So it begins: This week in Ohio, Americans for Prosperity will begin airing TV ads bashing Democratic Senate candidate Ted Strickland. The conservative nonprofit will put $1.4 million into this effort, but the big question is what will come next, two years after AFP spent tens of millions of dollars in an unprecedented early TV ad campaign targeting Democratic senators.
The Koch brothers-backed group started spending big for the 2014 elections in 2013, criticizing the launch of Obamacare and senators like North Carolina's Kay Hagan for supporting the law.
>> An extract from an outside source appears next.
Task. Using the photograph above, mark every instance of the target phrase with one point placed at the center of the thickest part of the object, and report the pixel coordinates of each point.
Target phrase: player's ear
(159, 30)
AFP helped sink Hagan's public poll numbers along with other Democrats who went on to lose in November 2014, and it panicked Democratic campaigns and super PACs that ended up spending more money earlier than originally planned.
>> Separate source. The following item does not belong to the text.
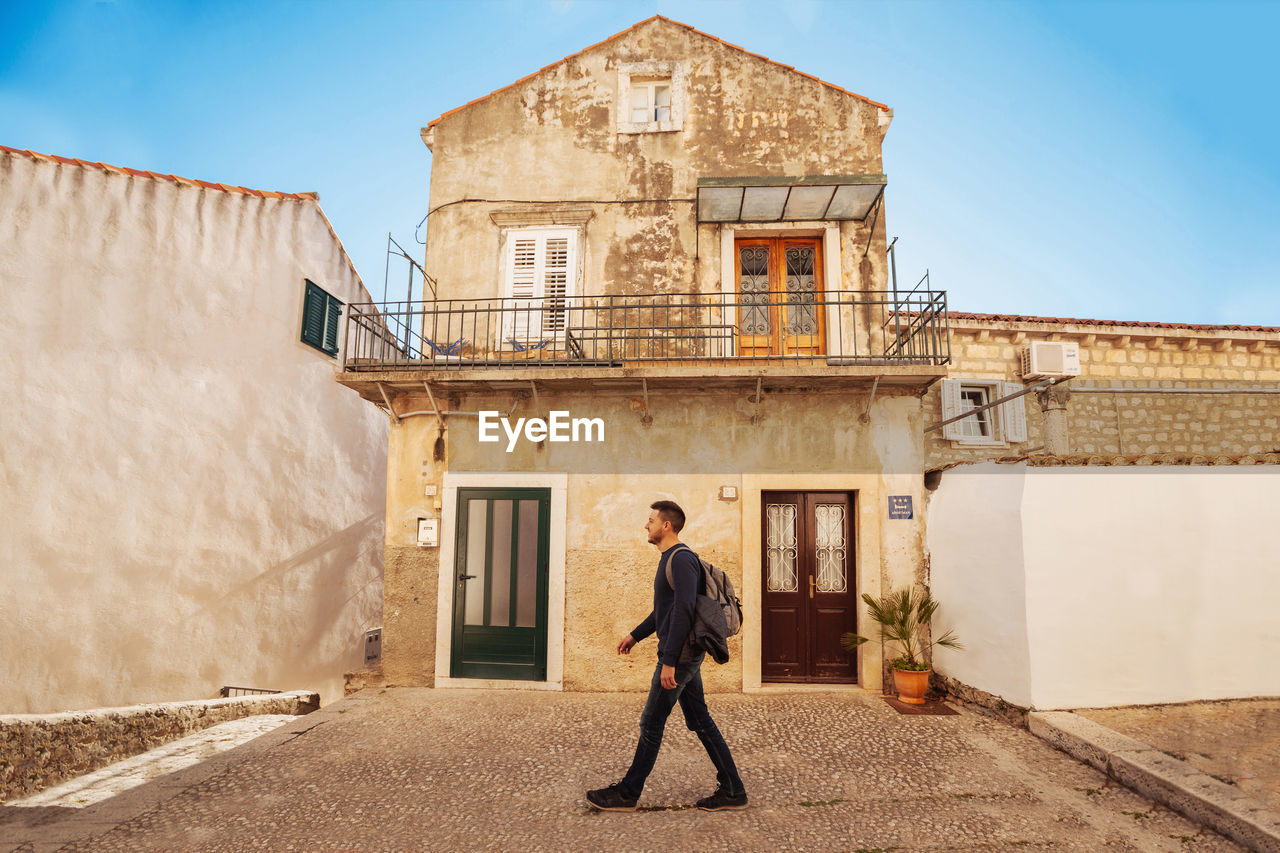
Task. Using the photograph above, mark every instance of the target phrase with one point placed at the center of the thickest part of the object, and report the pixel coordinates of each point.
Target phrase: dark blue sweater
(672, 609)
If AFP's Ohio ad is the start of another major multistate effort, the group would potentially set a grueling pace for Senate Democrats' raft of nonincumbent 2016 candidates, many of whom are just starting to raise money and introduce themselves to voters.
The new ad in Ohio, which will begin airing Thursday, criticizes likely Democratic Senate nominee Ted Strickland for jobs lost during Strickland's time as governor. The 30-second spot features a man who describes losing his job at DHL, a logistics company that shuttered its Wilmington, Ohio, hub in 2008, while Strickland was in office.